Search code examples
pythonmatplotlibgraphseaborngraph-visualization

How to stop violin plot cutting off outliers or extreme values


I have a seaborn violin plot on the left, and matplotlib on the right.

As you can see, matplotlib removes some values/data, even with showextrema=True or False, that has no effect.
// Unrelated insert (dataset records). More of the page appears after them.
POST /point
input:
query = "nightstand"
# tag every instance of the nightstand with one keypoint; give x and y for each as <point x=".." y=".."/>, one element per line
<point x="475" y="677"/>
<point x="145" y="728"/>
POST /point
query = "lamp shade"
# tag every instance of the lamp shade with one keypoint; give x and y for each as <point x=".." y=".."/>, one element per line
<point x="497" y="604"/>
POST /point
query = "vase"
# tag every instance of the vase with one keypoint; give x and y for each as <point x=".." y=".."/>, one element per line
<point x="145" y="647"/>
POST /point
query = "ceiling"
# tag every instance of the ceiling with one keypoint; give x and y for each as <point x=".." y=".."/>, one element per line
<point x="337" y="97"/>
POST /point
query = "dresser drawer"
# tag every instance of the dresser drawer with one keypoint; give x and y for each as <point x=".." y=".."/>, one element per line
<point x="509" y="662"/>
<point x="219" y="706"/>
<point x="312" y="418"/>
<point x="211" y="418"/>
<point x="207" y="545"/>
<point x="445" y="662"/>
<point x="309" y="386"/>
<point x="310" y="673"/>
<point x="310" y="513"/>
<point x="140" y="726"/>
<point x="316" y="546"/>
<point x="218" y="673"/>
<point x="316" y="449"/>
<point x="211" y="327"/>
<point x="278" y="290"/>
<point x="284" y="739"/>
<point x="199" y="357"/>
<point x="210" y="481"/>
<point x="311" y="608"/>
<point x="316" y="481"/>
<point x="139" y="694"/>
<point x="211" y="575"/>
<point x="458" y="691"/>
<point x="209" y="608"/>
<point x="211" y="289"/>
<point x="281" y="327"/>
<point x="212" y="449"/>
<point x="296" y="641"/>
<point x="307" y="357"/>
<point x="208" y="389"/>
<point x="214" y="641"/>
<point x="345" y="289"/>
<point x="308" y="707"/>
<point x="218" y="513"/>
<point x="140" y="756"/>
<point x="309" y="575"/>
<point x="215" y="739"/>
How do I make matplotlib use violin plot to keep those values?

import matplotlib.pyplot as plt
import seaborn as sns

a = [195.0, 245.0, 142.0, 237.0, 153.0, 238.0, 168.0, 145.0, 229.0, 138.0, 176.0, 116.0, 252.0, 148.0, 199.0, 162.0, 134.0, 163.0, 130.0, 339.0, 152.0, 208.0, 152.0, 192.0, 163.0, 249.0, 113.0, 176.0, 123.0, 189.0, 150.0, 207.0, 184.0, 153.0, 228.0, 153.0, 170.0, 118.0, 302.0, 197.0, 211.0, 159.0, 228.0, 147.0, 166.0, 156.0, 167.0, 147.0, 126.0, 155.0, 138.0, 159.0, 139.0, 111.0, 133.0, 134.0, 131.0, 156.0, 240.0, 207.0, 150.0, 207.0, 265.0, 151.0, 173.0, 157.0, 261.0, 186.0, 195.0, 158.0, 272.0, 134.0, 221.0, 131.0, 252.0, 148.0, 178.0, 206.0, 146.0, 217.0, 159.0, 190.0, 156.0, 172.0, 159.0, 141.0, 167.0, 168.0, 218.0, 191.0, 207.0, 164.0]

fig, axes = plt.subplots()

# Seaborn violin plot
sns.violinplot(data=a, width=0.6, color="w" )

# Matplotlib violin plot
axes.violinplot(a, showmeans=True, showmedians=False, showextrema=False, widths = 0.6)
axes.set_xticks([y+1 for y in range(2)])
plt.show()

enter image description here


Solution

  • The range over which the KDE is plotted for a matplotlib violinplot is the range of input values. This is defined pretty deep in the code, so there is no easy option to change that.

    In contrast, the seaborn violinplot allows to have some good control over the KDE range. By default, it expands the shown KDE curve by twice the bandwidth of the KDE on each side of the plot. This is steered by the cut argument to sns.violinplot(, cut=2), which defaults to 2. If you set cut=0, you will obtain the same as the matplotlib violinplot. Together with the option to manually chose the KDE bandwidth as float, sns.violinplot(..., bw = 0.2, cut=2), you have a very good control over how the violinplot is displayed.

    In conclusion, just use the seaborn violinplot if you need fine grained control over the range of the KDE curve.